Le cancer du poumon, qui affecte un nombre important de mes patients, est la forme la plus meurtrière de la maladie et constitue la première cause de décès par cancer au Québec. Paradoxalement, il n'en est que très peu question lorsque l'on parle de cancer.

Le cancer du poumon, qui affecte un nombre important de mes patients, est la forme la plus meurtrière de la maladie et constitue la première cause de décès par cancer au Québec. Paradoxalement, il n'en est que très peu question lorsque l'on parle de cancer.

Une des principales raisons qui expliquent cet état de choses vient du fait que les gens associent le cancer du poumon à la consommation de produits du tabac. Pourtant, le tabagisme n'est pas le seul élément en cause : la fumée secondaire ou tertiaire, le radon, l'exposition à l'amiante sont autant de facteurs associés à l'apparition du cancer du poumon.

On reconnaît maintenant que près du quart des cancers pulmonaires ne sont pas liés au tabagisme, nécessitant un raffinement dans l'évaluation et des traitements spécifiques. Mais les préjugés défavorables liés au tabagisme contribuent à faire des personnes atteintes de cancers pulmonaires des victimes qui ont en quelque sorte «choisi leur sort».

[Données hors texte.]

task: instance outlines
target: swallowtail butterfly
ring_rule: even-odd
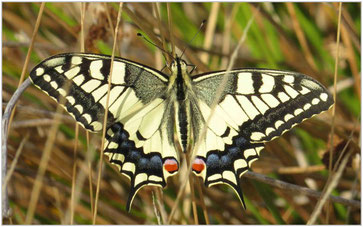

Plusieurs groupes de support ont permis une meilleure visibilité de certains types de cancers (sein, prostate). La mobilisation des patients atteints et de la communauté a permis de sensibiliser une large partie de la population à la valeur humaine des interventions médicales permettant d'améliorer la survie des patients atteints ainsi que d'améliorer leur qualité de vie. Le côté positif des cancers du sein et de la prostate est un pronostic moins sévère que le cancer pulmonaire, permettant à plusieurs « survivants » de défendre les droits et de supporter des associations de patients atteints. La dure réalité du cancer pulmonaire est que cette maladie rend très malade sans grande période d'avertissement et que le pronostic de la maladie est sévère. Très peu de survivants sont donc en mesure de participer à des associations de support.

À cet égard, un exemple s'impose: l'accès aux nouveaux médicaments est devenu en quelques années à peine un enjeu majeur dont les effets se répercutent sur la qualité des soins dispensés chez nous. Dans un passé encore récent, le Québec était l'une des provinces qui se distinguait en matière d'accès aux nouveaux médicaments. Depuis la fin de 2005, notre statut est beaucoup moins reluisant.

En ne considérant que les seuls médicaments anticancéreux, la situation est encore pire : l'entité responsable de l'approbation du remboursement des médicaments - le Conseil du médicament - refuse aujourd'hui presque systématiquement les demandes de nouveaux traitements en oncologie. Contrairement à plusieurs autres provinces au Canada où les décisions relatives au financement des médicaments contre le cancer sont prises par une agence de lutte contre le cancer, aucun membre du Conseil n'a une formation et une pratique active en oncologie. Il est difficile de reconnaître la valeur thérapeutique d'un médicament qui ne fait que prolonger la survie que de «quelques mois» lorsque le patient n'est pas face à soi.

Dans mon quotidien, cette situation me pose de graves problèmes éthiques : nous savons qu'il existe des médicaments plus efficaces et plus faciles à tolérer pour les patients, mais nous ne pouvons y avoir recours. Devons-nous cacher ce fait au patient ou plutôt lui expliquer qu'un autre médicament plus efficace existe mais qu'au Québec, nous ne pouvons pas le prescrire? Pendant que nous, médecins, réfléchissons à l'éthique, nos patients doivent combattre la maladie dans des conditions qui sont loin d'être optimales. Si la vie a un prix au Québec, qu'on le dise ouvertement et publiquement. Dans le cas contraire, il faut revoir le système actuel d'accès aux nouveaux médicaments, car il ne répond plus aux besoins de ceux qui souffrent.

Aussi dérangeants soient-ils, il est essentiel d'évoquer ces enjeux et d'en débattre publiquement. Les solutions ne seront certainement pas simples; les décisions risquent d'être déchirantes. Mais c'est là le passage obligé pour améliorer nos façons de faire et, ultimement, fournir de meilleurs soins aux Québécois aux prises avec un cancer.